Unbounded linear operator defined on $l^2$

Question

Let $l^2$ be a Hilbert space of infinite sequences $(z_0, z_1, \cdots)$ with finite $\sum_{i=0}^{\infty} |z_i|^2$.

Are there any simple example of unbounded linear opearator $T: l^2 \to l^2$ with $D(T)=l^2$?

Answer 1

No there aren't any simple, or even any constructive, examples of everywhere defined unbounded operators. The only way to obtain such a thing is to use Zorn's Lemma to extend a densely defined unbounded operator. Densely defined unbounded operators are easy to find.

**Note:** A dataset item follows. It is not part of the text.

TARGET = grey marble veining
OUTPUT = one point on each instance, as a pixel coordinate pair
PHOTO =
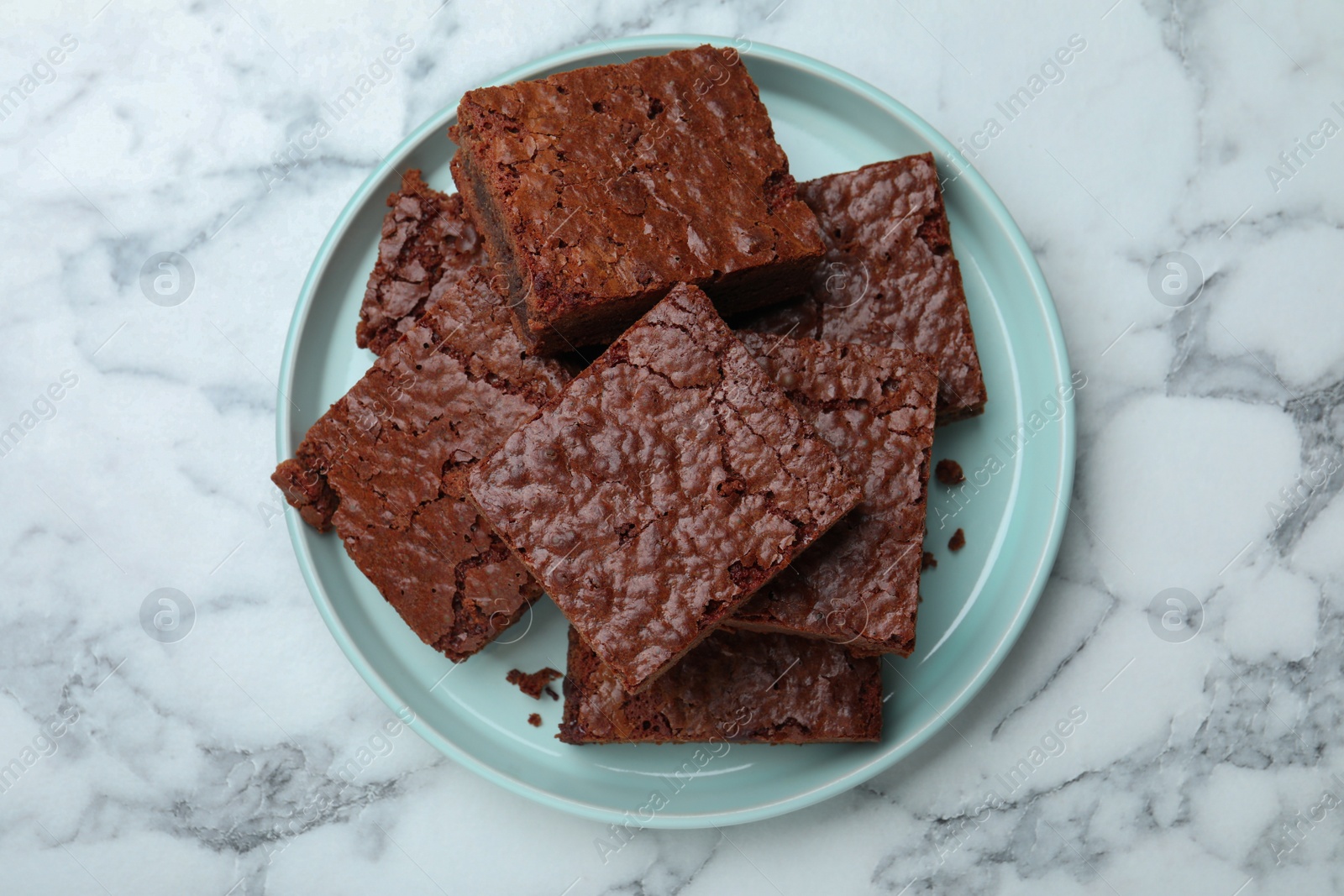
(249, 758)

Zorn's lemma is applied as follows. Let $A$ be an operator on a domain $\mathcal D$. Consider the set $E$ of all extensions of $A$, that is the collection of operators $A'$ on domains $\mathcal D' \supset \mathcal D$ that agree with $A$ when restricted to $\mathcal D$. Then $E$ is partially ordered by inclusion on domains. Furthermore, any linear chain has an upper bound, by taking unions of domains. So there is a maximal element by Zorn. Finally, suppose the maximal element $A$ is defined on a domain $\mathcal D'$ that is not all of $\ell^2$. Let $v$ be any vector in the complement of $\mathcal D'$. Define an extension of $A'$ on $\mathcal D'+\{a v\}$ by, say, mapping $v$ to zero. This contradicts maximality, so any maximal element is globally defined.